Language Models Meet World Models: Embodied Experiences Enhance Language Models

While large language models (LMs) have shown remarkable capabilities across numerous tasks, they often struggle with simple reasoning and planning in physical environments, such as understanding object permanence or planning household activities. The limitation arises from the fact that LMs are trained only on written text and miss essential embodied knowledge and skills. In this paper, we propose a new paradigm of enhancing LMs by finetuning them with world models, to gain diverse embodied knowledge while retaining their general language capabilities. Our approach deploys an embodied agent in a world model, particularly a simulator of the physical world (VirtualHome), and acquires a diverse set of embodied experiences through both goal-oriented planning and random exploration. These experiences are then used to finetune LMs to teach diverse abilities of reasoning and acting in the physical world, e.g., planning and completing goals, object permanence and tracking, etc. Moreover, it is desirable to preserve the generality of LMs during finetuning, which facilitates generalizing the embodied knowledge across tasks rather than being tied to specific simulations. We thus further introduce the classical (EWC) for selective weight updates, combined with low-rank adapters (LoRA) for training efficiency. Extensive experiments show our approach substantially improves base LMs on 18 downstream tasks by 64.28% on average. In particular, the small LMs (1.3B, 6B, and 13B) enhanced by our approach match or even outperform much larger LMs (e.g., ChatGPT).

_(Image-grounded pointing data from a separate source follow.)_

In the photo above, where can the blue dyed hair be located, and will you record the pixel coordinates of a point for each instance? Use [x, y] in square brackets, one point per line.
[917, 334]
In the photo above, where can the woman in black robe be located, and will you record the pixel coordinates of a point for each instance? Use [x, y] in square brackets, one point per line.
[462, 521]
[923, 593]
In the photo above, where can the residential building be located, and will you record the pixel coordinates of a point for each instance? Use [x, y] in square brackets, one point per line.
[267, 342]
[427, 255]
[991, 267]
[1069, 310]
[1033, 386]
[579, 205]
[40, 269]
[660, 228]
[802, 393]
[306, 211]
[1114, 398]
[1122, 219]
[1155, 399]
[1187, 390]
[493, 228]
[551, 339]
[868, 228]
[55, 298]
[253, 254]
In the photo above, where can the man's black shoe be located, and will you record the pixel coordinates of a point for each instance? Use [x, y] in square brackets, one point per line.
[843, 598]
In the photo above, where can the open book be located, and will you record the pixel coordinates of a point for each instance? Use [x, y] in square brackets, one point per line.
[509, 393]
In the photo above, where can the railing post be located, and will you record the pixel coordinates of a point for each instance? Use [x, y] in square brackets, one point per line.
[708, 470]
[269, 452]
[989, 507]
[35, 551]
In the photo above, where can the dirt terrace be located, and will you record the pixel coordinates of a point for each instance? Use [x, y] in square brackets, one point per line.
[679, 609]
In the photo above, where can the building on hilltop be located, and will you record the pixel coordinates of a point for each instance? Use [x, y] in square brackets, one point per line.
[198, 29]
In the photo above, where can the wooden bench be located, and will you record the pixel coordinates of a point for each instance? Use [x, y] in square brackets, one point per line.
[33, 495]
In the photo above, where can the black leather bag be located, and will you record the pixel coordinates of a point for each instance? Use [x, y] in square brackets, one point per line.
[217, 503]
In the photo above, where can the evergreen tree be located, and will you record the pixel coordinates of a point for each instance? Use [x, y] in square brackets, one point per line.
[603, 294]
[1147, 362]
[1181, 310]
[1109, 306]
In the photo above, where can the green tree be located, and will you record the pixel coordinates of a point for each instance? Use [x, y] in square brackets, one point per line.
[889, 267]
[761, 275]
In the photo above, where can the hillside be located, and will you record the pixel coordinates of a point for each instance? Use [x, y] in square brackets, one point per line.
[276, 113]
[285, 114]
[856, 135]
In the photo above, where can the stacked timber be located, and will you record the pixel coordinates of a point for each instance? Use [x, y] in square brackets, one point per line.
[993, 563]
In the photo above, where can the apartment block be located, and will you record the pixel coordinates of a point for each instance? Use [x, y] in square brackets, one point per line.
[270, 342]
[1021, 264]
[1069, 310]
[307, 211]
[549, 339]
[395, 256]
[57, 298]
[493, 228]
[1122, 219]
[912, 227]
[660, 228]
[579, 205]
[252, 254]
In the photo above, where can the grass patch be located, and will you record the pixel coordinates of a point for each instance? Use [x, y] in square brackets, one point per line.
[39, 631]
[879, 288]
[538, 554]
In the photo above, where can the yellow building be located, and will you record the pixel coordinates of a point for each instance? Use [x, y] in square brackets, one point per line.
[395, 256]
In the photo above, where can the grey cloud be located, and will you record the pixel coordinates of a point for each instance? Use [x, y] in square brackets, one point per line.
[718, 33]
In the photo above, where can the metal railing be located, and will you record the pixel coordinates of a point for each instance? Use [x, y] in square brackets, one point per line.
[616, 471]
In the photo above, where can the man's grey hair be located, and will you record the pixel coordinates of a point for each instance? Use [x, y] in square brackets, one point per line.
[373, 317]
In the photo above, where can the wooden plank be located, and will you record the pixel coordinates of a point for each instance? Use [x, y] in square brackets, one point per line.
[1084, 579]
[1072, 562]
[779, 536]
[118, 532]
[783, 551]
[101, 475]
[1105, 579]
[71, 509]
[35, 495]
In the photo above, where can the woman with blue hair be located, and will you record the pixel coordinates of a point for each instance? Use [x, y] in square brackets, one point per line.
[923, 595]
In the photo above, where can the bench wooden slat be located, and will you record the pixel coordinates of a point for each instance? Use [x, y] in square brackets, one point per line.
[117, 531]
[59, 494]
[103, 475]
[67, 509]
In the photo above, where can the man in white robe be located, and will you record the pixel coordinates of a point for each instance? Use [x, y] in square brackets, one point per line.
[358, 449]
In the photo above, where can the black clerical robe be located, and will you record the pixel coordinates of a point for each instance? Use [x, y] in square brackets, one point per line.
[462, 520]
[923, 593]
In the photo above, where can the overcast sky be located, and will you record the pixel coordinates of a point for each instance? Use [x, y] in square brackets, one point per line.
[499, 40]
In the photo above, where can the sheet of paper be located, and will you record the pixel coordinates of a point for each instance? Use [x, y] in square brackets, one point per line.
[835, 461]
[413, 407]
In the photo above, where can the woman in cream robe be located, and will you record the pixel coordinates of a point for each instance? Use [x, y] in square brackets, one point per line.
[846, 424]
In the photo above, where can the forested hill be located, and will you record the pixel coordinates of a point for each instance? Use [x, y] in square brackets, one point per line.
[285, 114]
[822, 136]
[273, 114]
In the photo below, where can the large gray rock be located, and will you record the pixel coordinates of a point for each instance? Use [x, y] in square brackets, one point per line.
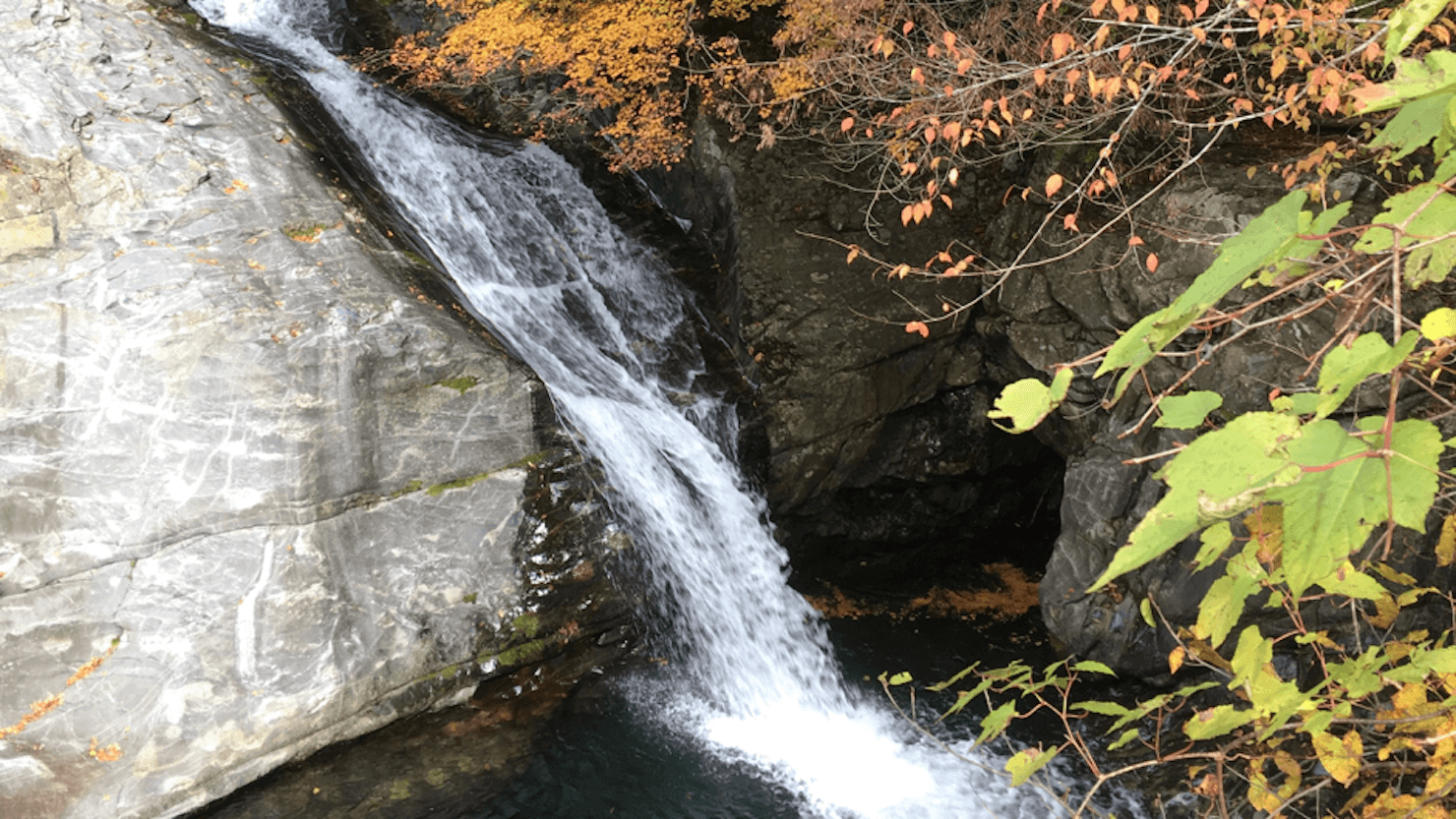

翻译：尽管大型语言模型（LMs）在众多任务中展现出卓越能力，但在物理环境中的简单推理与规划（如理解物体恒存性或规划家务活动）方面仍存在困难。这一局限性源于语言模型仅基于书面文本训练，缺乏必要的具身知识与技能。本文提出一种新范式：通过世界模型对语言模型进行微调，在保持其通用语言能力的同时获取多样化的具身知识。我们的方法将具身智能体部署于世界模型（特别是物理世界模拟器VirtualHome）中，通过目标导向规划与随机探索获取多样化的具身经验。这些经验随后被用于微调语言模型，以传授物理世界中推理与行动的多样化能力（例如规划与完成目标、物体恒存性追踪等）。此外，在微调过程中保持语言模型的通用性至关重要，这有助于具身知识跨任务泛化而避免局限于特定模拟场景。为此，我们进一步引入经典弹性权重巩固（EWC）方法实现选择性权重更新，并结合低秩适配器（LoRA）提升训练效率。大量实验表明，我们的方法使基础语言模型在18项下游任务中平均提升64.28%。特别值得注意的是，经本方法增强的小型语言模型（1.3B、6B及13B参数规模）表现可媲美甚至超越更大规模的语言模型（如ChatGPT）。